Event in Tauranga, New Zealand

TEDxTauranga is an independent TEDx event held every 1–2 years in Tauranga, New Zealand. At TEDxTauranga, live speakers and entertainers combine to spark deep discussion and connection in a small group. The TED Conference provides general guidance for the TEDx program, but individual TEDx events, including TEDxTauranga, are self-organised by local volunteers. Other independently organised TEDx events in New Zealand include TEDxAuckland and TEDxWellington.

TED is a nonprofit devoted to the philosophy of 'ideas worth spreading' through short, powerful talks that began in 1984, including topics related to 'Technology, Entertainment and Design'. TED talks now cover a wider range of ideas, from "science to business to global issues"

Free online access to TED talks on TED and YouTube has enabled TED to reach a wider audience compared to its exclusive live conferences in the United States, which cost $8,500 per year for a standard membership. TED has allowed independent organisers to organize local TEDx talks, which are priced less than attending a traditional TED event. TEDx was 'designed to help communities, organisations and individuals to spark conversation and connection through local TED-like experiences'

== History ==
TEDxTauranga was founded as an independent event by license holder Sheldon Nesdale in 2013. Sheldon attended three TEDx events in Auckland as a member of the audience and wanted to run his own TEDx event in his home town of Tauranga, New Zealand. Ticket availability is limited to create an intimate experience and inspire discussion with the ideas presented.

Each TEDx event is based around a theme, that changes each year. Previous TEDxTauranga themes include RE:IMAGINE (2021), RE:ACTION (2019) Perspective (2017), What Fits Your Future (2016), Think, Thrive, Transform (2015), and Great Minds do not Think Alike (2014). Approximately 683 people attended the 2019 TEDxTauranga event, held at the Holy Trinity Church on 215 Devonport Road, with 11 speakers covering a range of topics.
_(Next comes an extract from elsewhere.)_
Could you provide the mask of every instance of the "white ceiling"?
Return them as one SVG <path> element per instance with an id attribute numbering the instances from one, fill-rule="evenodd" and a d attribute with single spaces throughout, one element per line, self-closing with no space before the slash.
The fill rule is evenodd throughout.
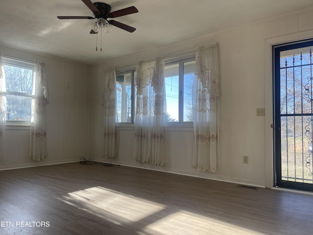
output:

Leading New Zealand scientist Sir Ray Avery was among the speakers team for the 2015 TEDxTauranga conference.

TEDxTauranga "brings together people from many different socioeconomic and cultural backgrounds and this alone gets the conversations going". "All the people who come to speak on the TEDx stage are extremely passionate about what it is they do, what they think and getting those ideas out there". Speakers are given 15 to 18 minutes.